An open letter to the strongest, most able women ever, from a woman in recovery
Posted Apr 15 2009 12:34am
To the strongest, most able women ever:
When I first came to (Back Cove) Crossroads halfway house for women, I was transferred from the 28 day program in Windham. I arrived here after a long term of jail time for a probation violation and new criminal felony drug charges. Drugs had completely taken over my life. I alienated my family. Lost custody of my children, overdosed, and still every waking moment was obsessed with drug use.
I never thought I would be anything more than an addict. It was what I knew and what I was good at. My only source of income for many years. What would I do if I wasn’t an addict?
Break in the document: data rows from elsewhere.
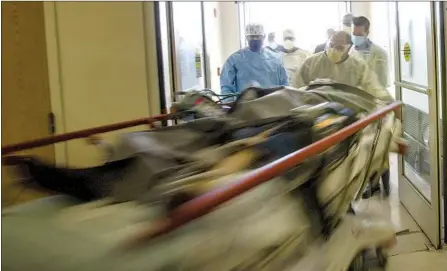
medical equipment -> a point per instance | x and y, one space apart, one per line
283 206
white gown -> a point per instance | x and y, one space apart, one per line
293 61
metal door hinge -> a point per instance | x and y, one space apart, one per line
51 123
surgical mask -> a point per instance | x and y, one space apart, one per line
288 44
358 40
335 56
347 29
255 45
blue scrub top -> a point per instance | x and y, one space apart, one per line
245 67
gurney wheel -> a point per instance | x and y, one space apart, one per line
382 257
359 263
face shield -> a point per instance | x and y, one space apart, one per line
338 49
255 42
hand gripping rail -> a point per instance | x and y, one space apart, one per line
204 204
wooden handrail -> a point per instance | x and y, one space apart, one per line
81 134
204 204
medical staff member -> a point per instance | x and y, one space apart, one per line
337 64
377 60
252 65
374 55
347 22
322 47
293 57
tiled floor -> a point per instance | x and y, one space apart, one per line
411 252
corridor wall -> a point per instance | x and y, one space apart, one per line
102 66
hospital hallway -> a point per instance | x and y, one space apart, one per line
413 251
88 86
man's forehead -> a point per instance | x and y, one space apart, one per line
339 40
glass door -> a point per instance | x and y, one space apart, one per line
416 86
188 45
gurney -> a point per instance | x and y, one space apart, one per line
281 210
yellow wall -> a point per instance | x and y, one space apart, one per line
103 68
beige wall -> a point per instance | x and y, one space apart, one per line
103 68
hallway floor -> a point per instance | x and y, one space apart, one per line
412 252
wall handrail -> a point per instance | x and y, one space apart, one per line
204 204
44 141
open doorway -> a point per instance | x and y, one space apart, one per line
307 19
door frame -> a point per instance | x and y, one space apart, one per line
425 213
442 81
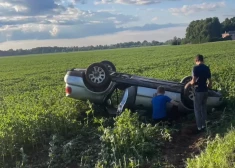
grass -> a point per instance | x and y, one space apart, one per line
219 153
33 106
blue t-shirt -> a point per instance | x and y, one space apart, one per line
202 72
159 106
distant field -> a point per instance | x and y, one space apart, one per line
32 98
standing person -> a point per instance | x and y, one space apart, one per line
159 103
200 74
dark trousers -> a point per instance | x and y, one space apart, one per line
171 116
200 108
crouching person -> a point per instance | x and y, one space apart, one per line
159 104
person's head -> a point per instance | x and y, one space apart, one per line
199 59
160 90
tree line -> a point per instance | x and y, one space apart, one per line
55 49
198 31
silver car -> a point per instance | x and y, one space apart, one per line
99 81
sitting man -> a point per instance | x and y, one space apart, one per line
159 103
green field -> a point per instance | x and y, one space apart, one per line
33 106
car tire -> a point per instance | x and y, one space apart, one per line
110 66
97 75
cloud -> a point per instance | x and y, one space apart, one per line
154 19
190 9
124 36
132 2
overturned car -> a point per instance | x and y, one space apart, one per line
99 81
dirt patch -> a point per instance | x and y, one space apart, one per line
185 144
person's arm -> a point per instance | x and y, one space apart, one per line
209 79
194 78
169 100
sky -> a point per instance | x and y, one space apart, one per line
36 23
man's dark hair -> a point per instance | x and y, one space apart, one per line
199 57
161 90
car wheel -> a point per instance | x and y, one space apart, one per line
97 75
111 67
186 79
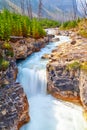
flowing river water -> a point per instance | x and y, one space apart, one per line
46 112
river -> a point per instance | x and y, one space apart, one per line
46 112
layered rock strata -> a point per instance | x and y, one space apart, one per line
14 108
66 78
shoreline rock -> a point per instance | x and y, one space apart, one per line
25 47
14 107
65 79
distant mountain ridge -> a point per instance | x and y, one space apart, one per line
53 9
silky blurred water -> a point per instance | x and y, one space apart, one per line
46 112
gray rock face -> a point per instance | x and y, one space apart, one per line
25 47
65 83
83 88
66 78
13 101
13 107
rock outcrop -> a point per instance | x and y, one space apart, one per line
66 78
14 107
25 47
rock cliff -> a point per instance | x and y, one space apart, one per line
67 72
13 101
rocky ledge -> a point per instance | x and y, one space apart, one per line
23 47
67 72
14 107
13 101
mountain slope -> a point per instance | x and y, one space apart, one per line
54 9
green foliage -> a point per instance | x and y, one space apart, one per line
74 65
70 24
4 64
82 27
7 46
47 23
18 25
84 66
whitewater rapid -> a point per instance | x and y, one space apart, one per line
46 112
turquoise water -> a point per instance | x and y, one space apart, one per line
46 112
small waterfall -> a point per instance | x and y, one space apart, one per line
46 112
34 80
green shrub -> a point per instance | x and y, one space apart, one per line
18 25
84 66
74 65
69 24
7 46
4 65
Many days I struggled with my obsessive thinking. My addiction fighting me every step of the way. Through seeing some women that were further along in the program and people at meetings, I began to see hope. They were people who had overcome some of the same struggles I had before me, and somehow they were smiling, successful and sober. During my stay here, I’ve learned that I am much more than an addict. I learned how to have healthy relationships with others, especially women (who I never trusted).
Today, it’s other women who have become my closest, dearest friends. I’ve learned to set healthy boundaries with others and for myself. I’ve renewed my connections with my children. I know they want a mother whom they can respect, look up to, set a good example and rely on. I have completed my GED during my stay here (something I never thought I would accomplish). I’m now in the process of starting college and having a promising career someday (goals and dreams).
Presently, I’m employed. I haven’t been employed for many years. It isn’t my dream job, but it pays the bills. I have my own apartment. I’m okay with living with myself without a man (what a relief). Today, there are many things I enjoy - playing board games with friends, just hanging out, planning trips and hikes with my family and friends, going out for supper, service work in AA and NA groups.
I show up for important family occassions. I’m honest, reliable and trustworthy. My talk matches my actions. I like who I’ve become.
I never again have to wake up in the middle of that cold, lonely, scary place of withdrawal, gripped tight by my addiction. I can breathe, smile and know I’m a success.
If I can change, anyone can. Take suggestions, no matter how dumb or how small. Speak. Let it out…let it all out. Work on you while you have the time and the support you need to get through this. Get a sponsor. Speak up at meetings.
This house gave me the opportunity to have Goals and Dreams again and tools to use to get there.